Amitié entre chefs religieux musulmans et chrétiens[1]

Lors d’une des visites effectuées par un cardinal américain, envoyé par le pape Jean-Paul II à la Dar al-Fatwa, un échange s’est tenu entre lui et moi dans l’attente de son audience avec le mufti de la République. Je lui ai dit que je croyais en l’amitié qui unit les religieux appartenant à des confessions différentes, en particulier au Liban entre religieux musulmans et chrétiens. Je lui ai parlé d’un projet dont je rêvais à l’époque : la fondation d’un office religieux de voyages, soutenu par des fonds communs musulmans et chrétiens, qui fournirait des billets de voyage quasi gratuits à des religieux de diverses confessions désireux de voyager ensemble et de passer plusieurs jours hors du Liban. Mon idée n’était pas tant touristique que destinée à consolider les fondements d’une amitié véritable entre religieux musulmans et chrétiens.
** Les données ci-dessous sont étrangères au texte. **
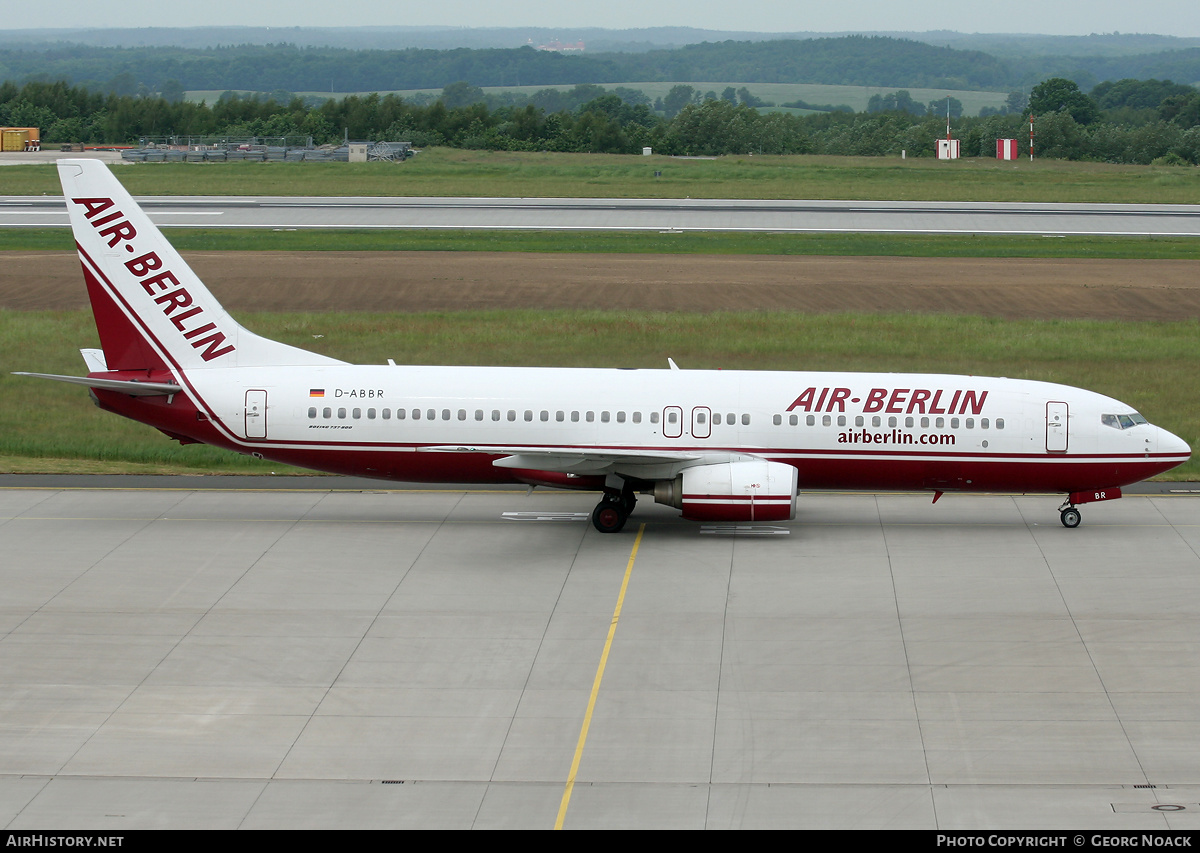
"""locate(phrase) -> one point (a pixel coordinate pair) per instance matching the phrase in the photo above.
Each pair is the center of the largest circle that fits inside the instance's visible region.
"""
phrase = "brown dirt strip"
(453, 281)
Le cardinal crut d’abord que ce projet existait déjà et se dit prêt à en informer le pape – que Dieu ait son âme – mais je m’empressai de lui dire qu’il s’agissait là d’un de mes rêves, car j’ai la conviction que le Liban est en mesure de guider le monde en matière de dialogue et de coexistence islamo-chrétienne. Le cardinal, séduit par l’idée, me demanda de le contacter, lui ou le nonce apostolique, si un tel projet venait à se concrétiser.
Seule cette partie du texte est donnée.